Deficiency of K accentuates differences between long- and short-day plants. The pool of soluble nitrogen is much smaller than in well-nourished plants when N and P are deficient since uptake of nitrate and further reduction and conversion of N to organic forms is restricted more than is protein synthesis. Deficiencies of Ca, K, and S affect the conversion of organic N to protein more than uptake and reduction, nitrate to N₂ or other nitrogen gases. Many bacteria and fungi degrade organic matter, releasing fixed nitrogen for reuse by other organisms. All these processes contribute to the nitrogen cycle.

 

Phosphorus:

Like nitrogen, phosphorus is involved with many vital plant processes. Within a plant, it is present mainly as a structural component of the nucleic acids: deoxyribonucleic acid (DNA) and ribonucleic acid (RNA), as well as a constituent of fatty phospholipids, that are important in membrane development and function. It is present in both organic and inorganic forms, both of which are readily translocated within the plant. All energy transfers in the cell are critically dependent on phosphorus. As with all living things, phosphorus is part of the Adenosine triphosphate (ATP), which is of immediate use in all processes that require energy with the cells. Phosphorus can also be used to modify the activity of various enzymes by phosphorylation, and is used for cell signaling. It is useful to apply a high phosphorus content fertilizer, such as bone meal, to perennials to help with successful root formation.

Potassium:                                                                                                                                      

Unlike other major elements, potassium does not enter into the composition of any of the important plant constituents involved in metabolism. Processes involving potassium include the formation of carbohydrates and proteins, the regulation of internal plant moisture, as a catalyst and condensing agent of complex substances, as an accelerator of enzyme action, and as contributor to photosynthesis, especially under low light intensity.
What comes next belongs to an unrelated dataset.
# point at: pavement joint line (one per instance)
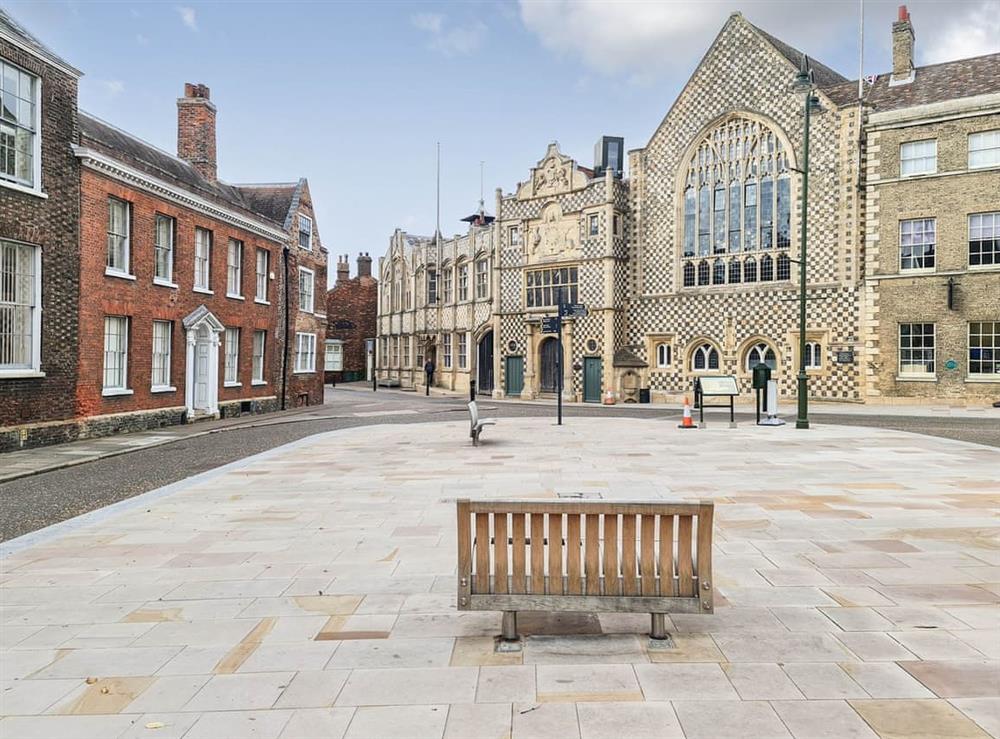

Potassium regulates the opening and closing of the stomata by a potassium ion pump. Since stomata are important in water regulation, potassium regulates water loss from the leaves and increases drought tolerance. Potassium deficiency may cause necrosis or interveinal chlorosis. The potassium ion (K⁺) is highly mobile and can aid in balancing the anion (negative) charges within the plant. Potassium helps in fruit coloration, shape and also increases its brix. Hence, quality fruits are produced in potassium-rich soils

Sulfur:                                                                                                                         

Sulfur is a structural component of some amino acids (including cysteine and methionine) and vitamins, and is essential for chloroplast growth and function; it is found in the iron-sulfur complexes of the electron transport chains in photosynthesis. It is needed for N₂ fixation by legumes, and the conversion of nitrate into amino acids and then into protein.^[18]

 

Calcium:

Calcium regulates transport of other nutrients into the plant and is also involved in the activation of certain plant enzymes. Calcium deficiency results in stunting. This nutrient is involved in photosynthesis and plant structure. Blossom end rot is also a result of inadequate calcium. Calcium in plants occurs chiefly in the leaves, with lower concentrations in seeds, fruits, and roots. A major function is as a constituent of cell walls.

Magnesium:

The outstanding role of magnesium in plant nutrition is as a constituent of the chlorophyll molecule. As a carrier, it is also involved in numerous enzyme reactions as an effective activator, in which it is closely associated with energy-supplying phosphorus compounds. Magnesium is very mobile in plants, and, like potassium, when deficient is translocated from older to younger tissues, so that signs of deficiency appear first on the oldest tissues and then spread progressively to younger tissues.